Some music that I’m currently learning has the following words:
That’s how the words are written on the score. I think I’ve got the breaks between them in the right spots but I could be wrong. It’s a bit difficult to tell from the music. They sound to me as though they’ve been transliterated from a non-Roman alphabet. Possibly Greek? Any ideas as to meaning?
I don’t know much about modern Greek (or ancient Greek) for that matter, but if I had to guess I’d say yes, that is Greek. Futhermore, I’m sure “agapees” refers to love, probably in the verb form.
I tried several online translators for both ancient and modern greek but they all failed. Looks to my untrained eye like someone spoofing greek rather than the real deal.
The word “afto” looks like it might be the common Greek work “αυτό”, meaning “this”, but that’s not the usual transliteration of it. So part of the problem may be the unorthodox rendering of Greek into the Latin alphabet.

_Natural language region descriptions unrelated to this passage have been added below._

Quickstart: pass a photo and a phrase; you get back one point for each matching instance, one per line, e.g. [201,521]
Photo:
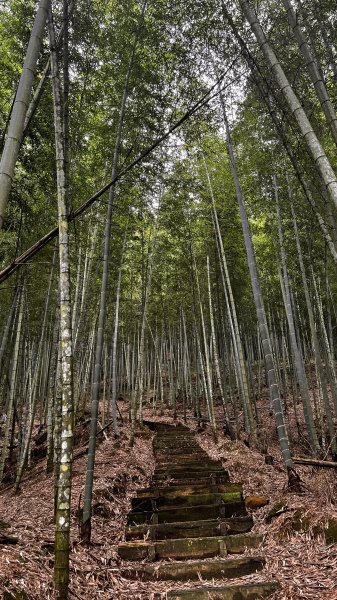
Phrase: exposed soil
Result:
[295,547]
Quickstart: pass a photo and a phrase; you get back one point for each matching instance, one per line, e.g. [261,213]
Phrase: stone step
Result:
[176,447]
[186,490]
[191,513]
[182,571]
[191,465]
[250,591]
[182,549]
[152,504]
[179,457]
[191,529]
[190,479]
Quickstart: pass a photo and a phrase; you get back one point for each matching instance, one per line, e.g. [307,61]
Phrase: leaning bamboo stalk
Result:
[20,106]
[64,475]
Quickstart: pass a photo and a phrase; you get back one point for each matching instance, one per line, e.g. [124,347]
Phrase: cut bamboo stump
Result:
[193,515]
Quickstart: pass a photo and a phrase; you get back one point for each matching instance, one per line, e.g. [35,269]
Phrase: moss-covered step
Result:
[161,502]
[190,479]
[190,529]
[15,596]
[182,571]
[250,591]
[205,547]
[178,447]
[189,474]
[189,513]
[188,452]
[185,490]
[190,465]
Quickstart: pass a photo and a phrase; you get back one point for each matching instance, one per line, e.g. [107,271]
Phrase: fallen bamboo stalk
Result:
[311,462]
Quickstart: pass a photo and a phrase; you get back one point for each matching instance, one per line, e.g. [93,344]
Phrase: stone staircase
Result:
[189,515]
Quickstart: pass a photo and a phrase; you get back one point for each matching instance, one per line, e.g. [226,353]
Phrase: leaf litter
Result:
[298,558]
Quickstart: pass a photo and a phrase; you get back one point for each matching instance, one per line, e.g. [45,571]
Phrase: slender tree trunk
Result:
[321,161]
[64,475]
[261,314]
[86,527]
[298,361]
[16,125]
[314,71]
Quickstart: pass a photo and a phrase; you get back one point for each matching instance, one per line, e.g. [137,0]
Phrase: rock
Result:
[278,508]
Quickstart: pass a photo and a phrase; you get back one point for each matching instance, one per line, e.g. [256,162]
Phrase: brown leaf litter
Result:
[300,560]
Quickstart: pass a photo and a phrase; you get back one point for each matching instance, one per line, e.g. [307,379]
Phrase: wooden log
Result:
[187,548]
[182,571]
[190,529]
[311,462]
[250,591]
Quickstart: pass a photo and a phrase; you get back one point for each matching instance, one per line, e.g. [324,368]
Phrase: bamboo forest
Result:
[168,288]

It appears to be Modern Greek (dhimotika, on a guess) rendered into Latin script in what I think is a particularly poor transliteration scheme. Specifics of what it says, I’m unsure.

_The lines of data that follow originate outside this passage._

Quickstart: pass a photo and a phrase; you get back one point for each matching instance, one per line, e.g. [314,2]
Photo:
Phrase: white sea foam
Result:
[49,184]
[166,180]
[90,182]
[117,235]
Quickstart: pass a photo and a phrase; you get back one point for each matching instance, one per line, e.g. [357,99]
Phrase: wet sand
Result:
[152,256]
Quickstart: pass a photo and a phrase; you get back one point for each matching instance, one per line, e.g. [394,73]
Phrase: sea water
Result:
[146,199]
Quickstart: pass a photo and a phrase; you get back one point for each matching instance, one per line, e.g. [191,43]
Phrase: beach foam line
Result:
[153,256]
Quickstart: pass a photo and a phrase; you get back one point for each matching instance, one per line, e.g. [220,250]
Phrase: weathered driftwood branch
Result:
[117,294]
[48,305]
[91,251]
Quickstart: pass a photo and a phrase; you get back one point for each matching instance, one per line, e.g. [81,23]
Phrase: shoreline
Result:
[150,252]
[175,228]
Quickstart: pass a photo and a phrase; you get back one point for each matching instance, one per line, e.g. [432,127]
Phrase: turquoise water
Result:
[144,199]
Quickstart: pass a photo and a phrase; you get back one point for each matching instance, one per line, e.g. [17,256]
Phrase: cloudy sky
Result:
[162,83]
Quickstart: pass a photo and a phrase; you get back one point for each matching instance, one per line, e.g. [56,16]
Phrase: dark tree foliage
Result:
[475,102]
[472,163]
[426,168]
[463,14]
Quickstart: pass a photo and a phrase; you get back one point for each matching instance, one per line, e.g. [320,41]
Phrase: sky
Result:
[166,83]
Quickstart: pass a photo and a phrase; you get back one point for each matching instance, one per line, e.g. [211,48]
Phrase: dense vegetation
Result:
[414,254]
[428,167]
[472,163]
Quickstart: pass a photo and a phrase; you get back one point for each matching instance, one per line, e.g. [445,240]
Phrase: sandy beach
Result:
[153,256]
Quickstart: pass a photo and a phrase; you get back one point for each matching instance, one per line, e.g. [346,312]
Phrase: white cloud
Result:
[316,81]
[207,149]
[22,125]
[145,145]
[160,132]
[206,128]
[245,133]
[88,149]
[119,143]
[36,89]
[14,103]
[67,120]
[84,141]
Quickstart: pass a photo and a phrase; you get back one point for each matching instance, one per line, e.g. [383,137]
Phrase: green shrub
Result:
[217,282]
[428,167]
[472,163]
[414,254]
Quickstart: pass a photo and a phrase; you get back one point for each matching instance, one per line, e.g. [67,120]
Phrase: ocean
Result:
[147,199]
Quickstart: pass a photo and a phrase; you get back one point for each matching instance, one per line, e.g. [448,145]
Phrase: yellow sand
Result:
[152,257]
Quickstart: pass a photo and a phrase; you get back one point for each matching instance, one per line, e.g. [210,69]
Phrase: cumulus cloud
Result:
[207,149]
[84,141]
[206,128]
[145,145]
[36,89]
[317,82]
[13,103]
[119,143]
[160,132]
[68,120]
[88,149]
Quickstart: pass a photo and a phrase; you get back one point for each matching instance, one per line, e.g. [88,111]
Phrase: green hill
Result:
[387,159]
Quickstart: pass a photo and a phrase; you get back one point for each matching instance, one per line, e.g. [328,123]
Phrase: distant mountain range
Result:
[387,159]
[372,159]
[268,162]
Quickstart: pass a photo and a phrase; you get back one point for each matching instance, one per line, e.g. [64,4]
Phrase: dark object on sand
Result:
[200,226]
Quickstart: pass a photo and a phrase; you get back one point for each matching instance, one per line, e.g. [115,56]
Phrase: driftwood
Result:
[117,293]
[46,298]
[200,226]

It is definitely Greek, but there’s something wrong here.
The words I can recognise are:
Thimisoo - θυμίσου. It is the imperative form of the verb θυμάμαι which means “to remember”.
tees agapees - της αγάπης. Means “of love”.
afto - αυτό. Means “this”.
Now some words that do not make much sense:
émis: could be εμείς which means “we” but the accent shouldn’t be on ‘e’
puenthia ferromaste: doesn’t make any sense. But if I parse it as ‘pu enthiaferromaste’ it means “we are interested in something”. There should be a single ‘r’ there though.
I tried googling those words but they are too generic and there were too many irrelevant results.
If you could rip that sentence from the song into an mp3 or something so I can hear it then I will be able to translate it for you and probably find the rest of the lyrics too.